On May 2, 2018, Medical Director, Family Physician, Hospitalist, and recent accountable care organization medical director, Paul A. Carpentier, MD, West Islip, NY 11795, submitted the following testimony to the New York State Assembly Standing Committee on Health on proposed legislation that would legalize physician-assisted suicide. The following is Dr. Carpentier’s testimony:
Dear Assembly Representatives,
I will be brief because I’m sure that you have many pages to review.
Thus, I will put my points in bulleted format.

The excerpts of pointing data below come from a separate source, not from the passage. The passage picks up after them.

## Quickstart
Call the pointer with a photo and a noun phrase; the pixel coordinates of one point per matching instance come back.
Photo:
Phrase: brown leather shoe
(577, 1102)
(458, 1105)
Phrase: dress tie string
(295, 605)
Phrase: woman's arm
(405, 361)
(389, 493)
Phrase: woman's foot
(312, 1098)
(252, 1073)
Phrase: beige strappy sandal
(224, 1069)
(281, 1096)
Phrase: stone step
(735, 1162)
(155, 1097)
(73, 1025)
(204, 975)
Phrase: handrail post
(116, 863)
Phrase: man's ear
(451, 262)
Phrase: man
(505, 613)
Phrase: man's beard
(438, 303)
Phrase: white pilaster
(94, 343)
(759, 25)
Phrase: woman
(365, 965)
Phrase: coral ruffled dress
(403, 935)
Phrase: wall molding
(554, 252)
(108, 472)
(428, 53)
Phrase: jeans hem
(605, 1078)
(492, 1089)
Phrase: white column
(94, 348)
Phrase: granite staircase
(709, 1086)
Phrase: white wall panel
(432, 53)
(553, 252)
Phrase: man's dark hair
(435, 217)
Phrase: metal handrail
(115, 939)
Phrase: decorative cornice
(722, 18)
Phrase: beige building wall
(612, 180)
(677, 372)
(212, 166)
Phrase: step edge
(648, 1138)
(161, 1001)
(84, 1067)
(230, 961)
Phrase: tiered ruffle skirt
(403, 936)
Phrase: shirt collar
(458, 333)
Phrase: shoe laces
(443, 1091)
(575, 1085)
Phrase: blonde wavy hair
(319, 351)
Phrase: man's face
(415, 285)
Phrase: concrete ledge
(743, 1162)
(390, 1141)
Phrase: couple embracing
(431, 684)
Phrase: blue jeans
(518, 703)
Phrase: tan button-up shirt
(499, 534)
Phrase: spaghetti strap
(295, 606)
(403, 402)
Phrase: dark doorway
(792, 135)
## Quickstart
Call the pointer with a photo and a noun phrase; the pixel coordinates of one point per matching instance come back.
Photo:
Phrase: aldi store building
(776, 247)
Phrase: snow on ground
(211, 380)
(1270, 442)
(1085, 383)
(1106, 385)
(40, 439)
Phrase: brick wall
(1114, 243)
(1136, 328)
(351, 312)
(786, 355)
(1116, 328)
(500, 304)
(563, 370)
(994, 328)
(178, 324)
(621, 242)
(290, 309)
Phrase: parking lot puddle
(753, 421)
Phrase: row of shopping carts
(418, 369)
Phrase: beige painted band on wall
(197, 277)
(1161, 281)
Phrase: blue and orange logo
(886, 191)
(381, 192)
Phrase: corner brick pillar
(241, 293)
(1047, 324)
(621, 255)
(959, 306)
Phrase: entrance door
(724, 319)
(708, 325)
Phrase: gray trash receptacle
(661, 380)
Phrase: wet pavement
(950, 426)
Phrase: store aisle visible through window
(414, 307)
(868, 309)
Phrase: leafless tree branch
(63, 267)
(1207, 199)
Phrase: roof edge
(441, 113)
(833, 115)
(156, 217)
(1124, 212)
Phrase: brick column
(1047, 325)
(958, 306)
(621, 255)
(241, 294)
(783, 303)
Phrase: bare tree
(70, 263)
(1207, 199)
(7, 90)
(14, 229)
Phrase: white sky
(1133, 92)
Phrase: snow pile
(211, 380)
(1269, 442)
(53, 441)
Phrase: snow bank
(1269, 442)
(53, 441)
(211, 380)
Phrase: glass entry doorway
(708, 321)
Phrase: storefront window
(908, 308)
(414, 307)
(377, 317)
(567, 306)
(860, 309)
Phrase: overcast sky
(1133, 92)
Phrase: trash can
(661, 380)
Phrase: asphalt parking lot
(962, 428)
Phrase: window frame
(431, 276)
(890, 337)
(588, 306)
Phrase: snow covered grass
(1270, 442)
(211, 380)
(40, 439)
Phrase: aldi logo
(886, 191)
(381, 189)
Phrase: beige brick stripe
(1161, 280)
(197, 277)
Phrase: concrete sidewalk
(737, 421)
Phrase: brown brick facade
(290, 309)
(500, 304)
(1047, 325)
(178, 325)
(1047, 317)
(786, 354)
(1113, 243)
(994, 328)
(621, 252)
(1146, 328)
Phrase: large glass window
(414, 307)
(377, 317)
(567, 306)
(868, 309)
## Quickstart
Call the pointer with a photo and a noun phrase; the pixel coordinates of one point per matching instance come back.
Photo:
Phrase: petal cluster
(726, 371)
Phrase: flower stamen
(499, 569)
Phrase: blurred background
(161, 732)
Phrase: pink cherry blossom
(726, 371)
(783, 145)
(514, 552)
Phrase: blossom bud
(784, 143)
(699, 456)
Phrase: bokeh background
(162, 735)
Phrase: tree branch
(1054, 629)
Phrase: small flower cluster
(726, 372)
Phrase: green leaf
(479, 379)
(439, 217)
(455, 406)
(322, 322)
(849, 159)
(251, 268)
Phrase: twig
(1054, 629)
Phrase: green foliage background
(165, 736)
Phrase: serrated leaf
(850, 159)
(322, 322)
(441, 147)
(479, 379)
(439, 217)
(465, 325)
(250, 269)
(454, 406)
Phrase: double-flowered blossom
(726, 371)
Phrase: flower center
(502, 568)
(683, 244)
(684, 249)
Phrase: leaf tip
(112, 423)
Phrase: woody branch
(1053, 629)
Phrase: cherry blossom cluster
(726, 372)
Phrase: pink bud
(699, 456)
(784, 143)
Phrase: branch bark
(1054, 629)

The proposed concept of physician assisted suicide is a tremendously bad idea because the proposal:
- Violates the Hippocratic Oath;
- Scandalizes the true meaning of compassion;
- Weakens hospice resources;
- Increases suicide in the community;
- Disproportionately takes advantage of poor black people;
- Facilitates financial abuse by families;
- Sets doctors in the proscribed position of judge, jury and executioner;
- Was unanimously ruled by The New York State Court of Appeals that “medical aid in dying” is nothing more than a euphemism for killing;
- Eliminates the vulnerable from society’s concern, and thus
- Weakens civilization;
- Is unnecessary, according to palliative specialists and good primary care doctors;
- Defeats this solution: True compassion and comfort care;
- The way we think becomes habits, then standards, then duty;
- Undermines our principles – Jimmy Carter and Abraham Lincoln stated that when the going gets rough, we need to then hold to our principles more than ever;
- Changes the relationship between doctors and patients;
- Includes restraints that will be ignored in practice – as evidenced in Oregon;
- Promotes lying by Doctors;
- Lessens doctors’ responsibility toward those patients who do not want suicide in spite of their medical team’s recommendation;
- Destabilizes the medical principles, established more than 2000 years ago, that led to the development of the world’s 1st hospitals, our brilliant and altruistic medical schools, and our excellent modern medical innovations;
- And decreases the trust of the citizens for the medical system.
Imagine, if you will, that we legalize assisted drowning. Obviously, we would want the lifeguards to do it, because they know the most about drowning. But then, further imagine, that your family is at the beach and the lifeguard in the tall white chair is known to participate in assisted drowning. How much would you trust that lifeguard with your grandchildren’s lives? And how much would you trust the system that is advocating for lifeguards?
This legislation is proposing not just an option—it changes everything.